Labels

Tuesday, July 16, 2013

Hadoop Developer interview questions and answers



What are supported programming languages for Map Reduce? –

The most common programming language is Java, but scripting languages are also supported via Hadoop streaming.
The original language supported is Java. However, as Hadoop became more and more popular various alternative scripting languages were incorporated

How does Hadoop process large volumes of data?
Hadoop ships the code to the data instead of sending the data to the code.
The basic design principles of Hadoop is to eliminate the data copying between different datanodes


What are sequence files and why are they important? –
Sequence files are a type of the file in the Hadoop framework that allow data to be sorted
Sequence files are intermediate files that are created by Hadoop after the map step
Hadoop is able to split data between different nodes gracefully while keeping data compressed. The sequence files have special markers that allow data to be split across entire cluster



What are map files and why are they important?
Map files are sorted sequence files that also have an index. The index allows fast data look up.
The Hadoop map file is a variation of the sequence file. They are very important for map-side join design pattern.


How can you use binary data in MapReduce?
Binary data can be used directly by a map-reduce job. Often binary data is added to a sequence file.
Binary data can be packaged in sequence files. Hadoop cluster does not work very well with large numbers of small files. Therefore, small files should be combined into bigger ones


What is map - side join?
Map-side join is done in the map phase and done in memory
The map-side join is a techinique that allows for splitting map file between different data nodes. The data will be loaded into memory. This technique allow very fast performance for the join.

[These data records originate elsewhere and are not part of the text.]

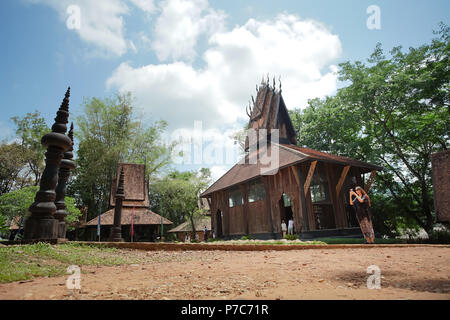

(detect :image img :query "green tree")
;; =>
[0,186,81,230]
[68,94,172,218]
[11,110,51,186]
[150,168,211,233]
[0,142,30,196]
[292,24,450,234]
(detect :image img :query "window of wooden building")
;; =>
[248,179,266,202]
[310,163,336,230]
[229,188,244,208]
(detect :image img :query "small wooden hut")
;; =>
[201,82,382,239]
[86,163,172,241]
[169,215,211,242]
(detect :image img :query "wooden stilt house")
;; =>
[201,82,381,239]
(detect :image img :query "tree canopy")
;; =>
[291,24,450,233]
[0,186,81,230]
[150,168,211,232]
[68,94,173,218]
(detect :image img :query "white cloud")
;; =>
[0,121,16,143]
[152,0,225,61]
[209,166,232,182]
[27,0,131,56]
[130,0,156,13]
[107,14,341,129]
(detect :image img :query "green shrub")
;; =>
[284,234,298,240]
[429,230,450,244]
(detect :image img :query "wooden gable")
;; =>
[245,81,296,150]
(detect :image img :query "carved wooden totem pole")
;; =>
[109,167,125,242]
[24,87,72,240]
[55,123,76,239]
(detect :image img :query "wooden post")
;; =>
[55,123,76,239]
[364,170,377,192]
[336,166,350,196]
[239,183,249,235]
[24,87,72,240]
[291,166,300,186]
[109,166,124,242]
[304,160,317,196]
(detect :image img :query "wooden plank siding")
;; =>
[210,160,376,236]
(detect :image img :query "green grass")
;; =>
[0,243,140,283]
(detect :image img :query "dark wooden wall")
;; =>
[207,161,370,236]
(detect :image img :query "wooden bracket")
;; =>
[336,166,350,195]
[304,160,317,196]
[291,166,300,186]
[364,170,377,192]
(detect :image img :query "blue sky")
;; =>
[0,0,450,179]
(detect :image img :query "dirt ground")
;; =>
[0,247,450,300]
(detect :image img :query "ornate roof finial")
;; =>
[52,87,70,134]
[67,122,73,142]
[116,166,125,197]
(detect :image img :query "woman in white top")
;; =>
[288,218,294,234]
[281,220,287,238]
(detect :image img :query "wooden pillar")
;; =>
[261,176,275,235]
[304,160,317,195]
[109,166,124,242]
[24,87,72,240]
[295,167,310,231]
[364,170,377,192]
[325,163,348,229]
[239,182,250,235]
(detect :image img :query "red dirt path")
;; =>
[0,246,450,300]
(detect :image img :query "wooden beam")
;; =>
[304,160,317,195]
[291,166,300,186]
[336,166,350,195]
[364,170,377,192]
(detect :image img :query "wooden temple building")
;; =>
[201,81,382,239]
[85,163,172,242]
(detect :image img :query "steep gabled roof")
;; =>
[86,208,172,226]
[168,216,211,232]
[200,144,382,197]
[246,82,296,149]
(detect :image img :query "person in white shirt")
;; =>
[288,218,294,234]
[281,220,287,238]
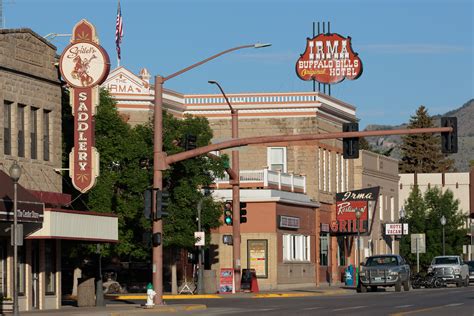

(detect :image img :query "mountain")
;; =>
[365,99,474,172]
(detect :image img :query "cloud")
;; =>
[358,44,471,54]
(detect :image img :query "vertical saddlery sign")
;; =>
[59,20,110,193]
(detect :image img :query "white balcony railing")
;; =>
[214,169,306,193]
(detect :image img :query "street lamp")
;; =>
[356,208,362,282]
[10,161,23,316]
[208,80,241,291]
[440,215,446,256]
[152,43,271,305]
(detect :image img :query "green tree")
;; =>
[63,90,224,260]
[399,106,454,173]
[400,186,466,267]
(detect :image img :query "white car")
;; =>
[428,256,469,287]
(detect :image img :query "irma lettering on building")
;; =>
[331,187,380,235]
[296,34,362,84]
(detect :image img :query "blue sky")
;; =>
[3,0,474,128]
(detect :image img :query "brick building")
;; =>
[0,29,118,311]
[102,67,397,289]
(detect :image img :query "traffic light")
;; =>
[342,123,359,159]
[240,202,247,223]
[153,189,169,221]
[143,189,153,219]
[224,200,232,225]
[184,134,197,150]
[441,117,458,154]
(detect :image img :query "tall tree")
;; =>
[63,90,224,261]
[400,186,467,267]
[399,105,454,173]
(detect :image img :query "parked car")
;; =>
[428,256,469,287]
[357,255,411,293]
[466,261,474,282]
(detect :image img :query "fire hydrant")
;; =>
[145,283,156,308]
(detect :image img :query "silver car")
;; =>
[357,255,410,292]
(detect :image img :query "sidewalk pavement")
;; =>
[105,284,355,301]
[21,284,355,316]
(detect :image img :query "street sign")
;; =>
[410,234,426,253]
[385,223,408,236]
[194,232,206,246]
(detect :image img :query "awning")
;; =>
[0,170,44,223]
[26,208,118,242]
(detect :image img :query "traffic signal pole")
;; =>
[230,107,241,292]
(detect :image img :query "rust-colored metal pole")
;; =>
[152,76,165,305]
[232,108,241,292]
[164,127,453,165]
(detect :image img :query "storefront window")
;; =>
[18,246,26,295]
[44,240,56,295]
[0,240,7,296]
[283,235,311,261]
[319,233,329,266]
[337,236,346,266]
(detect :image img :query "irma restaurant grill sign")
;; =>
[59,20,110,193]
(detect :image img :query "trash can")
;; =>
[77,278,95,307]
[344,264,355,286]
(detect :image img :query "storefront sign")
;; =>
[247,239,268,278]
[278,215,300,229]
[219,268,234,294]
[331,187,380,234]
[385,223,408,236]
[59,20,110,193]
[296,33,362,84]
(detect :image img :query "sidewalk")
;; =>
[21,284,355,316]
[105,283,355,301]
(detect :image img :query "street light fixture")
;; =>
[208,79,241,291]
[152,43,271,305]
[440,215,446,256]
[356,208,362,282]
[10,161,23,316]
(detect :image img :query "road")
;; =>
[160,286,474,316]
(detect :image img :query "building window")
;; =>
[30,108,38,159]
[379,194,383,221]
[3,101,13,155]
[18,247,26,296]
[337,236,346,267]
[16,104,26,157]
[283,234,311,261]
[319,233,329,266]
[43,111,51,161]
[267,147,286,172]
[0,240,7,296]
[44,240,56,295]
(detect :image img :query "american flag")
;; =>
[115,0,123,60]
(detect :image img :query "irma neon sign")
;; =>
[296,33,362,84]
[59,20,110,193]
[331,187,380,234]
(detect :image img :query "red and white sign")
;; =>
[296,33,362,84]
[59,20,110,193]
[385,223,408,236]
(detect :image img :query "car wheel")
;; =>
[357,284,367,293]
[395,281,402,292]
[403,280,410,292]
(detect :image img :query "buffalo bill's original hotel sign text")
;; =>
[296,34,362,84]
[59,20,110,193]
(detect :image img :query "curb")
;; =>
[105,289,353,301]
[109,304,207,316]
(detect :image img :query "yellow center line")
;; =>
[390,305,446,316]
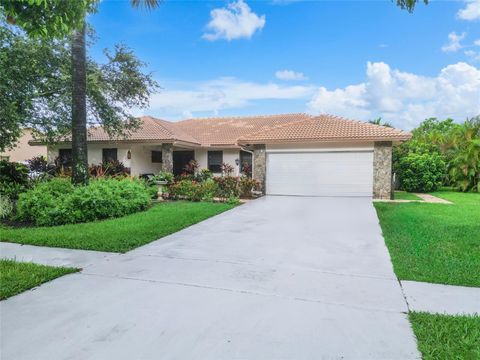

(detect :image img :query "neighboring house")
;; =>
[39,114,411,198]
[0,129,47,162]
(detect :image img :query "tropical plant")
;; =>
[399,153,445,192]
[393,116,480,191]
[0,0,159,184]
[17,178,151,226]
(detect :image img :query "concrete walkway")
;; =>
[0,197,420,360]
[402,281,480,315]
[0,242,120,268]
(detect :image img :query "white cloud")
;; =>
[202,0,265,41]
[275,70,308,80]
[442,31,467,52]
[457,0,480,21]
[149,77,315,118]
[308,62,480,129]
[464,50,480,62]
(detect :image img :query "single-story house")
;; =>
[0,128,47,163]
[40,114,411,198]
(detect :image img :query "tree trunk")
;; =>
[72,24,88,185]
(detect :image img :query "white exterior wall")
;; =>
[47,143,240,176]
[195,149,240,176]
[47,144,162,176]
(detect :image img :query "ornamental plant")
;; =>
[398,153,446,192]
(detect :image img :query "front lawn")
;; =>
[393,191,423,201]
[409,312,480,360]
[375,191,480,286]
[0,201,234,252]
[0,260,78,300]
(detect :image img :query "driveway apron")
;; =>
[1,196,420,360]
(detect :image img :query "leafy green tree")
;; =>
[393,116,480,191]
[0,27,158,155]
[0,0,159,184]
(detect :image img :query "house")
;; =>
[40,114,411,198]
[0,128,47,162]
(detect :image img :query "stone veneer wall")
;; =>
[373,141,392,199]
[162,144,173,172]
[253,144,267,194]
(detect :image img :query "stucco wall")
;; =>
[195,149,240,176]
[47,143,240,176]
[0,129,47,162]
[48,144,162,176]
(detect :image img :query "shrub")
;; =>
[398,153,445,192]
[154,171,175,184]
[169,179,218,201]
[0,195,13,219]
[17,178,150,226]
[195,169,213,182]
[27,156,49,173]
[239,176,260,198]
[213,176,240,199]
[0,160,29,200]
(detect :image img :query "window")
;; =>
[208,151,223,173]
[102,148,117,163]
[240,151,252,176]
[152,150,162,163]
[58,149,73,167]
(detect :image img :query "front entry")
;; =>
[173,150,195,176]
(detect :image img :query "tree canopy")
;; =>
[0,26,158,151]
[0,0,99,38]
[393,116,480,191]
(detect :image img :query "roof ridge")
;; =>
[316,113,407,133]
[142,115,177,140]
[176,112,313,123]
[237,115,315,141]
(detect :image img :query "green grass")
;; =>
[409,312,480,360]
[375,191,480,286]
[0,201,234,252]
[0,260,78,300]
[394,191,423,201]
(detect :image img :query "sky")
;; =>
[89,0,480,130]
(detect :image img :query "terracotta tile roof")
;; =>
[238,115,411,144]
[46,113,411,147]
[175,114,312,146]
[87,116,199,145]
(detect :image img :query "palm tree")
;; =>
[72,0,160,185]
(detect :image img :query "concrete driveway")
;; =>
[1,197,420,360]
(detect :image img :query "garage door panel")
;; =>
[266,152,373,196]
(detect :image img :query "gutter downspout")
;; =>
[240,146,255,177]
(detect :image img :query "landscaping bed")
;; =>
[0,201,235,253]
[0,260,79,300]
[409,312,480,360]
[375,191,480,287]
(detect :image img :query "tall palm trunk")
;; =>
[72,24,88,185]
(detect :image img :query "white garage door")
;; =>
[266,151,373,196]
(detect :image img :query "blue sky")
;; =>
[89,0,480,129]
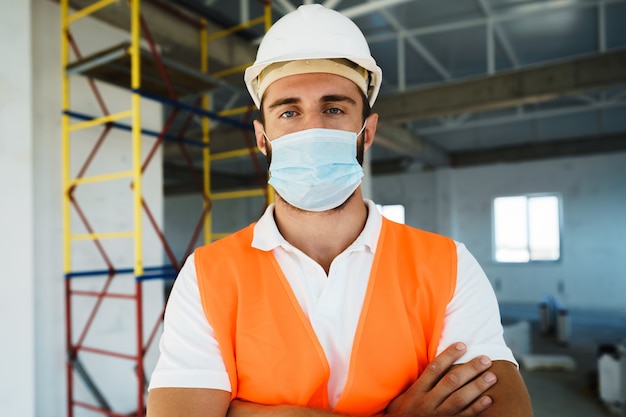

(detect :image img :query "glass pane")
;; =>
[493,196,530,262]
[528,196,560,261]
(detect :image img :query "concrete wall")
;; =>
[373,153,626,311]
[0,2,36,416]
[0,0,163,417]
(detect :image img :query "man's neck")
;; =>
[274,188,368,274]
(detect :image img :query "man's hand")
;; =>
[385,343,496,417]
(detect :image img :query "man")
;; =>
[148,5,532,417]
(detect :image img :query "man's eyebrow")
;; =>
[267,97,300,110]
[320,94,356,104]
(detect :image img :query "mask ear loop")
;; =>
[356,120,367,138]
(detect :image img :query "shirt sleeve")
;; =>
[437,242,519,366]
[149,254,231,392]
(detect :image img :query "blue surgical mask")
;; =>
[266,125,365,211]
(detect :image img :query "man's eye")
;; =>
[280,110,296,119]
[326,107,343,114]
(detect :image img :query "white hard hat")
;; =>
[244,4,382,108]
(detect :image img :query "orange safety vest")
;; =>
[194,218,457,415]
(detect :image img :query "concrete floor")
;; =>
[502,307,626,417]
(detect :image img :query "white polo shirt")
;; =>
[150,200,517,406]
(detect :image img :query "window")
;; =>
[493,194,561,263]
[376,204,404,224]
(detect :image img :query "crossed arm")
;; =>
[148,344,532,417]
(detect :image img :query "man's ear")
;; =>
[363,113,378,150]
[252,120,267,155]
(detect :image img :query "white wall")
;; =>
[0,2,35,416]
[0,0,163,417]
[374,153,626,311]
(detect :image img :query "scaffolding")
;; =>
[60,0,273,417]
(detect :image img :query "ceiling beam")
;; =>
[374,50,626,123]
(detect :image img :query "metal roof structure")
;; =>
[59,0,626,191]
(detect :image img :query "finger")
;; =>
[457,395,493,417]
[412,343,467,392]
[437,372,497,416]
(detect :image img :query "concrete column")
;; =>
[0,1,35,417]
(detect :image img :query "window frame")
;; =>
[491,192,563,265]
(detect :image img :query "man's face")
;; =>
[254,73,377,159]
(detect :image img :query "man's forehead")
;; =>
[263,73,360,105]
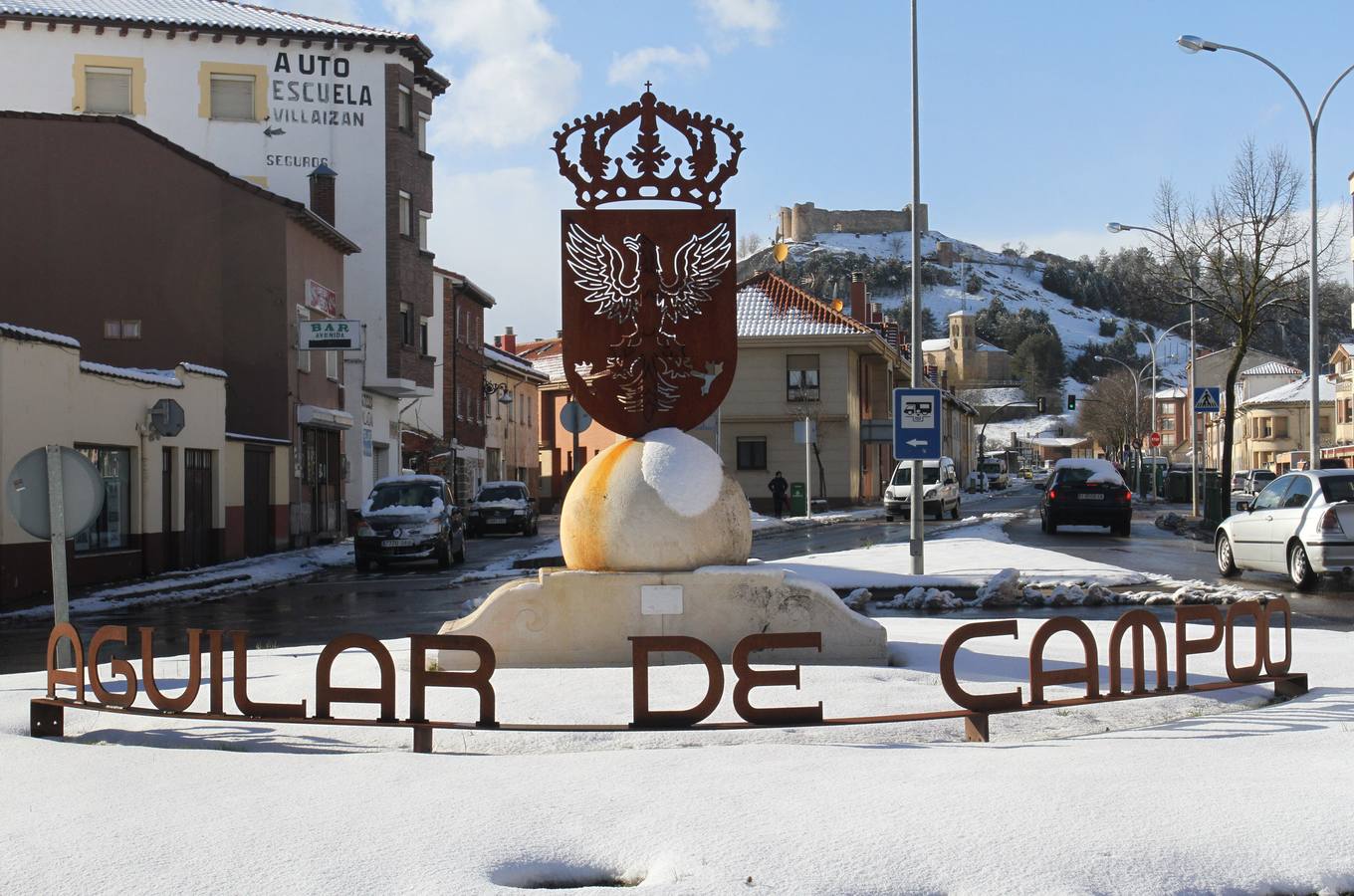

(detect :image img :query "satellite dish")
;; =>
[4,445,105,539]
[150,398,183,438]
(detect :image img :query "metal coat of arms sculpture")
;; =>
[554,84,744,436]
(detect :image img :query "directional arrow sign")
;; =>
[1195,385,1223,414]
[894,388,941,460]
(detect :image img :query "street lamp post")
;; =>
[1105,221,1199,517]
[1175,34,1354,470]
[1095,354,1155,485]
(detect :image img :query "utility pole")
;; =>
[909,0,940,575]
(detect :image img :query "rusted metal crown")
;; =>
[554,84,744,208]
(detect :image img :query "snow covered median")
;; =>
[0,618,1354,895]
[767,520,1152,590]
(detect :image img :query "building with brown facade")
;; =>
[401,268,494,502]
[0,112,357,567]
[0,0,448,522]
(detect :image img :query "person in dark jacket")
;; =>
[767,470,790,517]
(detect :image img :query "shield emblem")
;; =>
[561,208,738,437]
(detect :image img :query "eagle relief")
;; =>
[556,92,742,436]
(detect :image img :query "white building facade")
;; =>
[0,0,447,522]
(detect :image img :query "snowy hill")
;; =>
[741,230,1189,394]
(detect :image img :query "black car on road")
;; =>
[1038,458,1133,535]
[353,475,466,571]
[466,479,541,538]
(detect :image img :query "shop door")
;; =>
[245,445,272,557]
[183,448,215,567]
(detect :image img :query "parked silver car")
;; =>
[1214,470,1354,588]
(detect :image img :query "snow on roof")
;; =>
[958,385,1034,407]
[0,324,80,347]
[0,0,414,41]
[738,271,875,337]
[531,354,564,383]
[80,361,183,388]
[485,342,546,379]
[1239,376,1335,407]
[179,361,230,379]
[1241,361,1302,376]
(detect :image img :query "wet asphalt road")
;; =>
[0,487,1354,673]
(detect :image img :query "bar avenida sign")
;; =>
[30,598,1306,753]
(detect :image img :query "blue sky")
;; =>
[311,0,1354,337]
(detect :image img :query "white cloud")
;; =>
[696,0,780,46]
[386,0,580,147]
[606,46,710,87]
[428,166,574,338]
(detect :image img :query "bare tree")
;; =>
[1156,140,1344,498]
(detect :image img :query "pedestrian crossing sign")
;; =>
[1195,385,1222,414]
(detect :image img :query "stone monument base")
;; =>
[437,564,888,670]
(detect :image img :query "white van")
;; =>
[884,458,959,523]
[978,458,1012,489]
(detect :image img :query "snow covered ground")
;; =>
[0,618,1354,895]
[768,519,1151,590]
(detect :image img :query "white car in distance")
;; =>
[1214,470,1354,590]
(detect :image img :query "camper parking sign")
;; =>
[894,388,940,460]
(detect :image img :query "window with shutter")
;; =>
[211,73,256,121]
[84,65,131,115]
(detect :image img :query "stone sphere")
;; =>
[560,429,753,572]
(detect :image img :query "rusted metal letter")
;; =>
[1109,609,1171,697]
[1175,603,1223,690]
[409,635,498,735]
[139,626,202,712]
[230,631,306,719]
[86,625,136,707]
[207,628,226,715]
[1264,597,1288,676]
[48,622,84,703]
[1223,601,1268,681]
[940,618,1020,714]
[629,635,725,728]
[731,632,823,726]
[316,635,395,722]
[1029,616,1099,707]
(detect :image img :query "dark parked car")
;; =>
[353,475,466,571]
[466,479,541,538]
[1038,458,1133,535]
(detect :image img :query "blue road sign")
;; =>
[894,388,940,460]
[1195,385,1223,414]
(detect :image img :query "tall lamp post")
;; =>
[1175,34,1354,470]
[1095,354,1155,485]
[1105,221,1199,517]
[479,380,516,479]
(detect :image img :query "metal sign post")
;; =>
[894,388,940,575]
[48,445,76,666]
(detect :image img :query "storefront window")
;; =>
[75,445,131,554]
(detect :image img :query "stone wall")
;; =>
[780,202,929,242]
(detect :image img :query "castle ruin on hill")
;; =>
[780,202,929,242]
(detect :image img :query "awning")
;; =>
[297,404,352,429]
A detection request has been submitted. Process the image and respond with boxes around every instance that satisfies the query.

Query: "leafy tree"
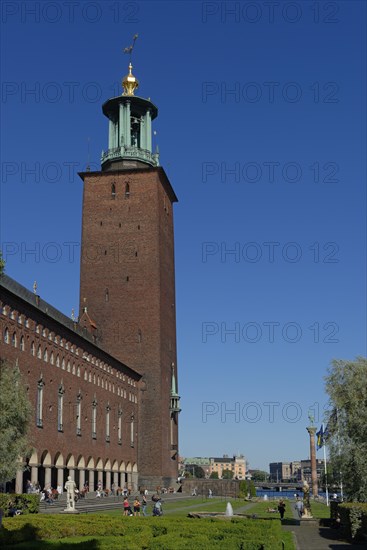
[0,360,32,483]
[326,357,367,502]
[0,250,5,276]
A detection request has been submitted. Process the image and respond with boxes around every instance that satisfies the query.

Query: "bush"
[0,493,40,517]
[333,502,367,540]
[0,514,292,550]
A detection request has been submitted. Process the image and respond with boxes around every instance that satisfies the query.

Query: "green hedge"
[0,514,292,550]
[338,502,367,541]
[0,493,40,517]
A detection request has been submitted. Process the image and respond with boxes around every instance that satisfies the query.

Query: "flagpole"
[321,424,329,506]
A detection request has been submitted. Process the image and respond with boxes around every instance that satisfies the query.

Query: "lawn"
[0,498,294,550]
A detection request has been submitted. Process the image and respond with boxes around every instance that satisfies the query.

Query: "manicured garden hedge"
[0,514,294,550]
[0,493,40,517]
[331,502,367,541]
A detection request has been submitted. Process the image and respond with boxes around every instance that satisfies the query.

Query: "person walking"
[134,497,140,516]
[141,495,147,516]
[295,498,303,518]
[278,500,285,519]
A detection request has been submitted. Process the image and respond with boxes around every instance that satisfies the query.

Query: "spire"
[122,62,139,96]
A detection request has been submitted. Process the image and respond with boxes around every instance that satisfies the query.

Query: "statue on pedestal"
[65,476,76,512]
[303,480,312,519]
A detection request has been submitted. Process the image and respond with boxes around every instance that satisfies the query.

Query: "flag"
[316,424,329,450]
[316,430,324,450]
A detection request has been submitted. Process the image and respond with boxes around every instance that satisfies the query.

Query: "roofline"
[78,166,178,206]
[0,274,142,380]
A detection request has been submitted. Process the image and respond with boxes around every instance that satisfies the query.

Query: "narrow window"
[36,376,45,428]
[57,384,65,432]
[106,403,111,442]
[117,408,122,445]
[76,391,82,435]
[130,414,134,447]
[92,398,97,439]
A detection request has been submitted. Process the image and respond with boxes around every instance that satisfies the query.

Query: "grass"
[3,497,294,550]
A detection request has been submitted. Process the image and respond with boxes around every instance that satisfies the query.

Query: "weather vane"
[124,34,138,63]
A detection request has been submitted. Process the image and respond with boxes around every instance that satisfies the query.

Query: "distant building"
[269,462,292,482]
[209,455,246,479]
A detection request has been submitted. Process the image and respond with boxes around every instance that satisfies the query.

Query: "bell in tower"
[101,63,159,171]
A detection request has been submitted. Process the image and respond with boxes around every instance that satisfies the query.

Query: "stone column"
[31,466,38,486]
[88,470,94,493]
[79,470,85,491]
[15,470,23,494]
[57,468,64,491]
[307,426,319,497]
[42,466,51,489]
[105,470,111,490]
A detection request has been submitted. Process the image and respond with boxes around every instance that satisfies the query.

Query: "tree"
[0,250,5,276]
[0,360,32,483]
[326,357,367,502]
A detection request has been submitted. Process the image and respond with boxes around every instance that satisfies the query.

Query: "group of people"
[123,494,163,516]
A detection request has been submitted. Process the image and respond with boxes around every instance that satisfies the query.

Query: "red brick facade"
[80,168,178,485]
[0,276,140,491]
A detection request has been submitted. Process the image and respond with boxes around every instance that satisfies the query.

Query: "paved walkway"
[283,504,365,550]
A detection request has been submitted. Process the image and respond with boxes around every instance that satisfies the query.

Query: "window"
[130,414,134,447]
[76,390,82,435]
[117,408,122,445]
[36,376,45,428]
[92,397,97,439]
[57,384,65,432]
[106,403,111,442]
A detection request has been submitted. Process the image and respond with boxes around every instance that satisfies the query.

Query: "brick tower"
[80,63,180,487]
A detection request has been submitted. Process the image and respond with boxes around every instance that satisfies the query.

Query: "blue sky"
[1,0,366,469]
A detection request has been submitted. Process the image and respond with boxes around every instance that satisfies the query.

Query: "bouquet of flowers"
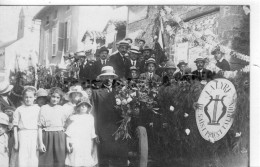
[114,80,160,140]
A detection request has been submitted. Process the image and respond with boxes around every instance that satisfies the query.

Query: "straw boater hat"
[165,61,176,69]
[177,60,188,68]
[142,45,153,52]
[75,98,92,111]
[125,38,133,43]
[211,45,225,55]
[138,39,145,43]
[145,58,156,66]
[67,85,87,97]
[0,112,9,126]
[99,46,109,54]
[130,66,138,71]
[194,56,206,63]
[97,66,118,79]
[37,88,48,97]
[76,51,86,57]
[0,81,14,95]
[117,40,130,47]
[129,46,140,54]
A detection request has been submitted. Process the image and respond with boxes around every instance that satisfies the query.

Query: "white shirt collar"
[219,57,224,62]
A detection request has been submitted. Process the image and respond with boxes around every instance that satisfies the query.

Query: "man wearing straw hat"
[127,46,143,78]
[92,66,128,167]
[94,46,109,78]
[0,81,14,111]
[109,40,130,78]
[211,46,230,71]
[174,60,188,81]
[192,56,213,81]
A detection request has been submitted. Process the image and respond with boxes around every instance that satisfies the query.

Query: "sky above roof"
[0,6,127,43]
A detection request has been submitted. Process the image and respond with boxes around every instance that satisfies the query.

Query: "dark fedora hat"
[138,39,145,43]
[99,46,109,54]
[142,45,153,52]
[177,60,188,68]
[211,45,225,55]
[125,37,133,43]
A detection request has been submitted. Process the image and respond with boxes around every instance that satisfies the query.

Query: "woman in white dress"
[65,99,97,167]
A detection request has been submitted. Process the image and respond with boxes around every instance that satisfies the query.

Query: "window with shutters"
[66,6,71,12]
[52,26,57,56]
[65,20,71,52]
[53,10,58,20]
[57,23,65,52]
[44,30,49,62]
[45,16,50,26]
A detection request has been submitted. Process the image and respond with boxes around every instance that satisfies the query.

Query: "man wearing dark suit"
[211,46,230,71]
[127,46,141,78]
[192,57,213,81]
[139,58,161,82]
[92,66,128,167]
[138,46,153,73]
[0,81,14,112]
[93,46,109,78]
[174,60,191,81]
[155,58,168,77]
[109,41,130,78]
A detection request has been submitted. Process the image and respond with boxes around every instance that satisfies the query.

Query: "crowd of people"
[74,38,230,86]
[0,39,230,167]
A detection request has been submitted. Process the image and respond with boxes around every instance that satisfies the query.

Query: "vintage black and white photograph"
[0,4,254,167]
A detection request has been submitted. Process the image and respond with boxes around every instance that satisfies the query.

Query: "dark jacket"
[139,72,161,82]
[109,52,131,78]
[93,59,109,78]
[0,95,15,112]
[192,68,213,81]
[92,86,128,157]
[216,59,230,71]
[126,59,142,78]
[155,67,166,77]
[79,61,96,81]
[174,71,190,81]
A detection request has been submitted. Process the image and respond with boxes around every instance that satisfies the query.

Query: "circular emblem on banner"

What is reduce - side join?
Reduce-side join is a technique for merging data from different sources based on a specific key. There are no memory restrictions
The reduce side join is a technique for joining data of any size in the reduce step. The technique is much slower then map-side join. However, this technique does not have any requirements on data size.


What is HIVE?
Hive is a part of the Apache Hadoop project that provides SQL like interface for data processing
Hive is a project initially developed by facebook specifically for people with very strong SQL skills and not very strong Java skills who want to query data in Hadoop


What is PIG?
Pig is a part of the Apache Hadoop project that provides C-like scripting languge interface for data processing
Pig is a project that was developed by Yahoo for people with very strong skills in scripting languages. Using scripting language, it dynamically creates Map Reduce jobs automatically


How can you disable the reduce step?
A developer can always set the number of the reducers to zero. That will completely disable the reduce step.
If developer uses MapReduce API he has full access to any number of mappers and reducers for job execution


Why would a developer create a map-reduce without the reduce step?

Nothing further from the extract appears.